The government alongside the private mortgage industry announced an innovative plan to help struggling homeowners trying to keep up with mortgages on Tuesday.
The Federal Housing Finance Agency, the agency that seized control of mortgage backers Fannie Mae and Freddie Mac in September, is a major component in the plan which is targeting the root of the financial credit crisis: falling home prices and record foreclosures.
The plan’s goal is to speed up the renegotiating process for distressed homeowners owning outstanding loans held by the two mortgage giants.

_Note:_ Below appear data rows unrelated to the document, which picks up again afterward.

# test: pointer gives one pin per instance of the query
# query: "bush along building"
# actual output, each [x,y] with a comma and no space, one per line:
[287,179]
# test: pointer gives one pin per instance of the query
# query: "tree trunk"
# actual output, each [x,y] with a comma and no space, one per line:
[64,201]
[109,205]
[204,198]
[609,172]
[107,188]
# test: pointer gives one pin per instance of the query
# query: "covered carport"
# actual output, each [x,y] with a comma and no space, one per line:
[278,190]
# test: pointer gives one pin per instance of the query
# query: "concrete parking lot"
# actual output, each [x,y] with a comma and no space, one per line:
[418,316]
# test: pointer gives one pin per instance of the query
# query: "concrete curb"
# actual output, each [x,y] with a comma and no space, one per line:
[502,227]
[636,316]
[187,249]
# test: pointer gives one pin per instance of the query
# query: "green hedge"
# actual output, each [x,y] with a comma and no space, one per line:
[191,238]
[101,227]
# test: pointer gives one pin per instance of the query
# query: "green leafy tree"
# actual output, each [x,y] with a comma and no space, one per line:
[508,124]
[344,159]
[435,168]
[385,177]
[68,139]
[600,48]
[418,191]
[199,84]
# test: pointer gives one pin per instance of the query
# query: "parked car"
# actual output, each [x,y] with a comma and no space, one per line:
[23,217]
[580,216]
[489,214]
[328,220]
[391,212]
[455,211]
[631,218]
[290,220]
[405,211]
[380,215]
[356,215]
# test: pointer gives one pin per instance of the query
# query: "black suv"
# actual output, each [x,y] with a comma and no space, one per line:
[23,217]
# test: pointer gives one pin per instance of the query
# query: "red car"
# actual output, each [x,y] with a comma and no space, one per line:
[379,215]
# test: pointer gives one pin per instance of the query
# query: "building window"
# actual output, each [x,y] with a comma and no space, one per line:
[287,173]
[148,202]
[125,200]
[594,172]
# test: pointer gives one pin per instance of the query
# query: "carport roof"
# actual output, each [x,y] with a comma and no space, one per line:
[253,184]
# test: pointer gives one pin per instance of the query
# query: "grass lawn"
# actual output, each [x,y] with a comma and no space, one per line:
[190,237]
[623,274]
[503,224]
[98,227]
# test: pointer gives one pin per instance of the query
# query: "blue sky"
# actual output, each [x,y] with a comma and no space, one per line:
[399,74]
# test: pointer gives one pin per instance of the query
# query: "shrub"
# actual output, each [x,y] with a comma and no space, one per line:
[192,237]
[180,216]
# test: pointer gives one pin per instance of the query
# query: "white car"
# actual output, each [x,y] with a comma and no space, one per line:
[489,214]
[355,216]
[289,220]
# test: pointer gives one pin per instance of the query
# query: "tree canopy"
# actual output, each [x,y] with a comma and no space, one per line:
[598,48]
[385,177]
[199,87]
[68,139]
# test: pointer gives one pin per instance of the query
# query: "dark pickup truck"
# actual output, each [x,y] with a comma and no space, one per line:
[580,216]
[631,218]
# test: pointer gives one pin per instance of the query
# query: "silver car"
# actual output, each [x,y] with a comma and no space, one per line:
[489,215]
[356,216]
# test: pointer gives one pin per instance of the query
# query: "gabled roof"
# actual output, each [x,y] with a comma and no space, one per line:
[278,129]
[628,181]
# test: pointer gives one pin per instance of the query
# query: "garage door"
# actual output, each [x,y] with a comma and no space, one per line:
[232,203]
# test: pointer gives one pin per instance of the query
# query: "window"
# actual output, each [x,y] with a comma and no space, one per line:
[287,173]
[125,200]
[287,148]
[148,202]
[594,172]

The U.S. foreclosure index is at 10.3, or every 10.3 households out of 1,000 are in foreclosure. This represents over 107,000 foreclosures in the month of September alone and are projected to surpass 1 million by years end. Foreclosures are up 82.6 percent year to date compared to a year ago.
“Foreclosures hurt families, their neighbors, whole communities and the overall housing market,” said James Lockhart, the housing finance agency’s director. “We need to stop this downward spiral.”
The plan targets mortgages held by Fannie Mae and Freddie Mac represents nearly $31 million in mortgages or almost 60 percent of the market.
There are several ways in which borrowers can be helped by this program. The first is that interest rates can be reduced so that individuals are not paying more than 38 percent of their income on housing, a benchmark set by the government. Another option for borrowers is to extend their mortgages from 30 to 40 years and pay the extended principle interest free.
Lockhart said that he hopes the new idea or mortgage collecting starting Dec. 15 will become a model loan servicing companies.
To qualify for the plan, borrowers must meet several conditions. Borrowers must be at least three months in default on their loans as well as owe more than 90 percent or more than their home is worth at market value. Borrowers who have filed for bankruptcy are excluded from eligibility.
More than 4 million American homeowners, or 9 percent of borrowers with a mortgage were either behind on their payments or in foreclosure at the end of June, according to the most recent data from the Mortgage Bankers Association.
The housing crisis has been very difficult to navigate since the bursting of the bubble last summer, partly because many troubled mortgages were packaged into larger investments and harder to differentiate.
The Associated Press said that Deutsche Bank, one of the largest European banks headquartered in Germany, estimates more than 80 percent of the $1.8 trillion in outstanding troubled loans have been packaged and sold in slices to investors around the world. It appears the majority of those loans will not be helped by the new plan.
The other 20 percent are loans still mostly held by the primary institution and are much easier to negotiate having only one owner.
This announcement comes at the heels of an announcement from the major private bank Citigroup. It is halting foreclosures for borrowers who live in their own homes, have decent incomes and stand a good chance of making lowered mortgage payments, according to the AP.
This is in addition to last month’s announcement by JP Morgan Chase that said the major New York bank would modify $70 million in loans, affecting over 400,000 borrowers.